I grew up in the Assemblies of God denomination, where it is affirmed that the “Scriptures, both the Old and New Testaments, are verbally inspired of God and are the revelation of God to man, the infallible, authoritative rule of faith and conduct.” This statement differs somewhat from the one stated above, most significantly by the use of the phrase “verbally inspired.” To believe that the Bible is verbally inspired is, according to one theologian quoted in an article posted on apologeticspress.org, to hold that “the original documents of the Bible were written by men, who, though permitted the exercise of their own personalities and literary talents, yet wrote under the control and guidance of the Spirit of God, the result being in every word of the original documents a perfect and errorless recording of the exact message which God desired to give to man.”
One rather dogmatic sounding author sums up the concept of verbal inspiration in clear and certain terms when he writes, “Verbal inspiration has to do with the actual formation and use of the words themselves. It involves the employment within sentences of nouns, verbs, prepositions, articles, etc. This “verbal” concept of inspiration contends that the Spirit of God guided the holy writers so that the very grammatical modes they employed were divinely orchestrated in order to convey subtle meanings of truth. While biblical scholars acknowledge that God used the individual talents and personalities of the holy writers, nonetheless it must be recognized that divine supervision was present so that the exact messages that Heaven intended were given.” So God chose to use “it” in Mark, referring to the colt, and “them” in Matthew to refer to . . . what? Or does God not much care about pronouns? I’m still lost.
Being a philosophically minded person, I decided to see what William Lane Craig, a leading evangelical Christian philosopher, had to say about the subject of verbal inspiration.

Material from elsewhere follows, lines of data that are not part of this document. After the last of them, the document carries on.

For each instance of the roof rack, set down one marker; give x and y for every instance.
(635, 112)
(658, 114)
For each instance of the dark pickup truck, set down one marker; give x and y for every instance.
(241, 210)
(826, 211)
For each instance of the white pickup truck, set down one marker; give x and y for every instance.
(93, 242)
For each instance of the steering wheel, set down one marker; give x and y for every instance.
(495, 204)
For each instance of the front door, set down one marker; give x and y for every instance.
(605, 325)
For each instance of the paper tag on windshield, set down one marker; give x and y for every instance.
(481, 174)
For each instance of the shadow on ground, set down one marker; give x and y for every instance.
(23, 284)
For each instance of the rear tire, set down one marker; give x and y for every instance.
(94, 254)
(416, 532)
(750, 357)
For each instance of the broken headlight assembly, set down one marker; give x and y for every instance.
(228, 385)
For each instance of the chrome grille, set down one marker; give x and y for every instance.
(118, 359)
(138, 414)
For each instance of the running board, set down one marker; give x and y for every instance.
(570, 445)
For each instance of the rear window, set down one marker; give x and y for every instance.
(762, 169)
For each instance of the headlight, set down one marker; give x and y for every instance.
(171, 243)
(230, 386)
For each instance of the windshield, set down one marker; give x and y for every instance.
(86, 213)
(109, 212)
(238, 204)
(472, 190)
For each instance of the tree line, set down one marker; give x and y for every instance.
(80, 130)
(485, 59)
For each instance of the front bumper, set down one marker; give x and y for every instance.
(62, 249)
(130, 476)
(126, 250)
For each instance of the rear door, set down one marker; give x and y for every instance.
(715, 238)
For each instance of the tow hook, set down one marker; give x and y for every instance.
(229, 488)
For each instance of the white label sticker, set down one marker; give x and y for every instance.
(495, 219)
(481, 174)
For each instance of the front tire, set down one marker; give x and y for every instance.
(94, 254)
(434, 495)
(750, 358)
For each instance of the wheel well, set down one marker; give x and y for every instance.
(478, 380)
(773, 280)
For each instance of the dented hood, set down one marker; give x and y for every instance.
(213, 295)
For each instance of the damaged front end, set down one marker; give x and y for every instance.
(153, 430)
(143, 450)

On his site I found a lengthy paper in which a “theory of divine inspiration based upon God’s middle knowledge is proposed, according to which God knew what the authors of Scripture would freely write when placed in certain circumstances. By arranging for the authors of Scripture to be in the appropriate circumstances, God can achieve a Scripture which is a product of human authors and also is His Word.” I think I’m a fairly smart guy, but even this taxed my patience; fascinating reading, mind you, but too much medicine for the pain.

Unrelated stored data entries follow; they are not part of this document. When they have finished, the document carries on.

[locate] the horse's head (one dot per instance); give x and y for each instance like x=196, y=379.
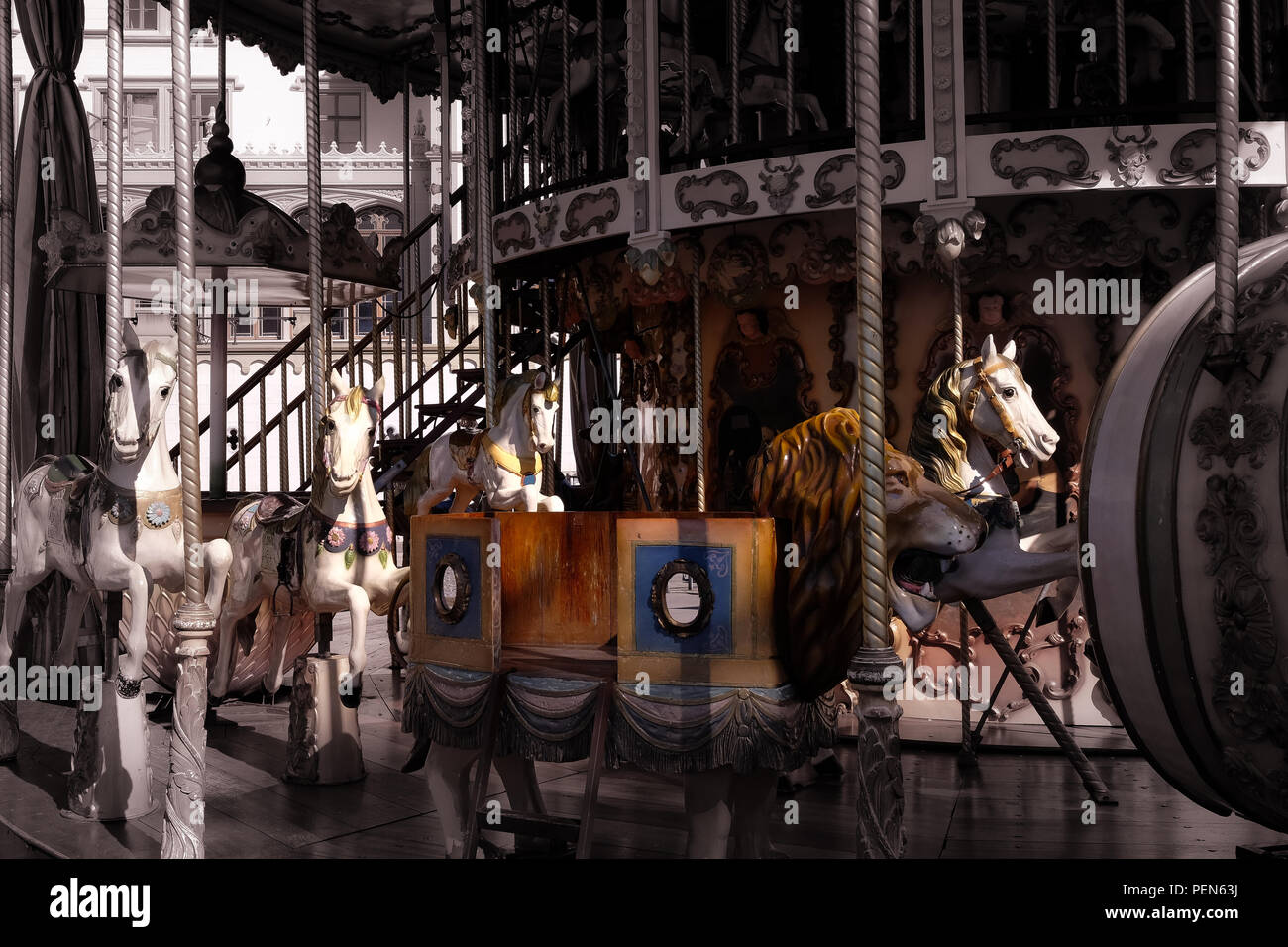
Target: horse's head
x=540, y=399
x=348, y=433
x=809, y=475
x=999, y=403
x=138, y=394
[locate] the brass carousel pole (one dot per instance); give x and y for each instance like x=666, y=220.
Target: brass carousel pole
x=880, y=796
x=1227, y=257
x=318, y=359
x=8, y=709
x=184, y=808
x=482, y=236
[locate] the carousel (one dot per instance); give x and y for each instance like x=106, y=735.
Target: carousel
x=825, y=398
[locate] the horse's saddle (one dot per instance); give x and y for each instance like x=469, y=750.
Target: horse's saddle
x=999, y=512
x=464, y=447
x=67, y=482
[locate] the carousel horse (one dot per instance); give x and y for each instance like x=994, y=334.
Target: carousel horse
x=116, y=527
x=502, y=462
x=974, y=399
x=330, y=556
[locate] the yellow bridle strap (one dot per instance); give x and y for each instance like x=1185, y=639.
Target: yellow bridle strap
x=513, y=463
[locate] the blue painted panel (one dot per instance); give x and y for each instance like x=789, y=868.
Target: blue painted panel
x=471, y=625
x=717, y=637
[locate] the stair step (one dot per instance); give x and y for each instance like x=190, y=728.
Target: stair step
x=441, y=410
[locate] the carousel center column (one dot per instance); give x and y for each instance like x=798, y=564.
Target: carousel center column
x=880, y=787
x=183, y=832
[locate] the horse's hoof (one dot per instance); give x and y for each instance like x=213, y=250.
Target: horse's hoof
x=352, y=696
x=128, y=686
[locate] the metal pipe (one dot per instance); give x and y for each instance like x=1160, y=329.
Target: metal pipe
x=567, y=90
x=912, y=59
x=318, y=322
x=686, y=78
x=871, y=342
x=183, y=831
x=698, y=393
x=445, y=201
x=7, y=272
x=1227, y=155
x=600, y=118
x=482, y=237
x=1121, y=50
x=115, y=197
x=737, y=18
x=1188, y=13
x=790, y=67
x=982, y=34
x=1052, y=65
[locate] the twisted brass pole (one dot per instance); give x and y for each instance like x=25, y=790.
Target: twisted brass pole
x=183, y=832
x=879, y=799
x=115, y=197
x=1227, y=154
x=483, y=230
x=698, y=399
x=8, y=709
x=867, y=124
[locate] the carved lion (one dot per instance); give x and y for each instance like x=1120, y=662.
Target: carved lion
x=809, y=475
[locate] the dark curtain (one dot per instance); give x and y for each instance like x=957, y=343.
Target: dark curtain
x=56, y=337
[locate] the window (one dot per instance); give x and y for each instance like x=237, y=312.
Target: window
x=141, y=119
x=342, y=118
x=270, y=322
x=141, y=14
x=202, y=115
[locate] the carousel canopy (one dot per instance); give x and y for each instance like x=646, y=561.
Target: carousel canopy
x=368, y=42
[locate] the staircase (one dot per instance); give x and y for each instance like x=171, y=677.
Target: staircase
x=421, y=365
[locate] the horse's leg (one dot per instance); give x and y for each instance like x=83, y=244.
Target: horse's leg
x=449, y=770
x=360, y=605
x=218, y=556
x=130, y=667
x=706, y=808
x=751, y=797
x=275, y=674
x=76, y=600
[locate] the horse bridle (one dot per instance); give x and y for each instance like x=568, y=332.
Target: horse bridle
x=326, y=451
x=1018, y=441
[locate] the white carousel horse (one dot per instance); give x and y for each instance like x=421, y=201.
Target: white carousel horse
x=978, y=398
x=117, y=527
x=502, y=462
x=342, y=538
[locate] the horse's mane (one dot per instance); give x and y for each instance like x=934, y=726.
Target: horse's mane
x=941, y=455
x=809, y=474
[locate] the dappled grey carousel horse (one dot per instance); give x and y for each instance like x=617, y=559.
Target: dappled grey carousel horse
x=973, y=399
x=117, y=527
x=502, y=462
x=331, y=556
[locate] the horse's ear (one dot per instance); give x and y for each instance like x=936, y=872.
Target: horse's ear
x=988, y=351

While neither many theologians and philosophers, nor nominally educated pastors or laymen, would go quite so far in defining or affirming the term, verbal inspiration is nevertheless a cornerstone in many evangelical denominations. Like the ones I have been a part of along my spiritual journey. And because these statements of faith have guided and helped shape who I am today, they are perhaps the reason why I have a hard time reconciling the two passages under consideration. For if God is in control – to whatever extent I allow him to be – of what the authors wrote, then there should be a perfect and equally inspired reason why the accounts don’t mesh.

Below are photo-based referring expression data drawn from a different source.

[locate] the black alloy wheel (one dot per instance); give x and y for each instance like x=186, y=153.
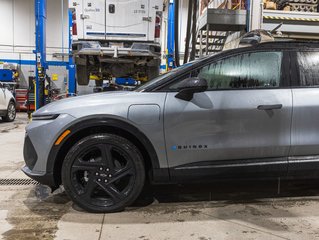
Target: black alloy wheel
x=103, y=173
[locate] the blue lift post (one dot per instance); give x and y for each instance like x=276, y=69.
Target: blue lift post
x=247, y=6
x=40, y=51
x=71, y=66
x=170, y=37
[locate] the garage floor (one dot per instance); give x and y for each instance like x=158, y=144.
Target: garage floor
x=242, y=210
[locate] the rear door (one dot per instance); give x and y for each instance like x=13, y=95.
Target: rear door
x=94, y=19
x=239, y=127
x=304, y=153
x=127, y=20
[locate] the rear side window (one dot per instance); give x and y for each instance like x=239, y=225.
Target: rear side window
x=257, y=70
x=249, y=70
x=308, y=68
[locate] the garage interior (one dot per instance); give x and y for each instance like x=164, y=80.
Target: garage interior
x=51, y=50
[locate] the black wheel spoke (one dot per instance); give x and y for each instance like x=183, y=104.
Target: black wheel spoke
x=127, y=170
x=112, y=191
x=89, y=188
x=106, y=153
x=85, y=166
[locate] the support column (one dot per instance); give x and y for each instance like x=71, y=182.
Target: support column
x=40, y=51
x=256, y=16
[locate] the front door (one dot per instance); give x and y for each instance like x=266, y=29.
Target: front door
x=239, y=127
x=304, y=153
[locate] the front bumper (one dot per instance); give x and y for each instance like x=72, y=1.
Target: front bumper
x=39, y=140
x=45, y=179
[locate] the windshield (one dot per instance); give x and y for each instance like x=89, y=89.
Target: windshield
x=160, y=78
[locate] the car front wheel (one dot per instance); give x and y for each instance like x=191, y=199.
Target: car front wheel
x=11, y=113
x=103, y=173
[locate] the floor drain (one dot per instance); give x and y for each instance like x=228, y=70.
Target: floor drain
x=17, y=182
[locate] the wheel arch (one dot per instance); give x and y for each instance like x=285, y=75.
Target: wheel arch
x=97, y=124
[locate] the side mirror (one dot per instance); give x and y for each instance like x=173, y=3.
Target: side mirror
x=189, y=86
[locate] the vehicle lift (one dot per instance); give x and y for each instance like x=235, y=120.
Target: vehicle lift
x=40, y=52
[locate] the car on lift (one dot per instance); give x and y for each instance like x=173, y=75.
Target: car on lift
x=246, y=113
x=7, y=104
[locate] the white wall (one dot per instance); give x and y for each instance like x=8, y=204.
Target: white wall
x=17, y=34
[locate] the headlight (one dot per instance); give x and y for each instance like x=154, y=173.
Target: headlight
x=36, y=117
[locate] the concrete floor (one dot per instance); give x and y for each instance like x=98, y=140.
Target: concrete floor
x=241, y=210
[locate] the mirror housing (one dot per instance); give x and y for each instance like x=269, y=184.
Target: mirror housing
x=189, y=86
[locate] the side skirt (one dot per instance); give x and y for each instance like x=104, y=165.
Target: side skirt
x=303, y=167
x=231, y=169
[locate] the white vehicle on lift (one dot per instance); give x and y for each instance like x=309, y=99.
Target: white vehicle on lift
x=116, y=38
x=7, y=104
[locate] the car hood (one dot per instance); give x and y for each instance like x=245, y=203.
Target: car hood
x=114, y=103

Here is my shaky, preliminary and perhaps quite non-Berean conclusion: I understand that Matthew was writing to a predominantly Jewish audience, hence his use of the Zechariah passage. And, as Borg points out, Matthew’s suggestion that there were two donkeys upon which Jesus rode is clearly an attempt to reconcile his intended message, that Jesus fulfilled Zechariah’s prophecy, with a simple misreading or misunderstanding of the original Hebrew text. Since much of Matthew developed from Mark’s earlier gospel, it seems that Matthew had no qualms about “making the meaning of the story explicit” at the expense of “historical exactitude.” And a corresponding identical number of animals upon which Jesus rode. Have I chucked the idea of a verbally inspired Scripture? Perhaps, if I must be forced to cling to the definitions offered above . . . the definitions attached to the faith of my youth. I just can’t seem to wrap my mind around the notion that God would allow such a conflicting account to be penned and passed down through centuries of transcription and translation if his intention was to give us a perfect, infallible, inerrant document meant to be the final word regarding all things spiritual. I am beginning to see that the gospels are more than mere historical documents. Instead, as Borg writes, they “contain the [first century, Christian] communities’ memories of the pre-Easter Jesus and their post-Easter proclamation of his significance. They combine Jesus remembered with Jesus proclaimed.”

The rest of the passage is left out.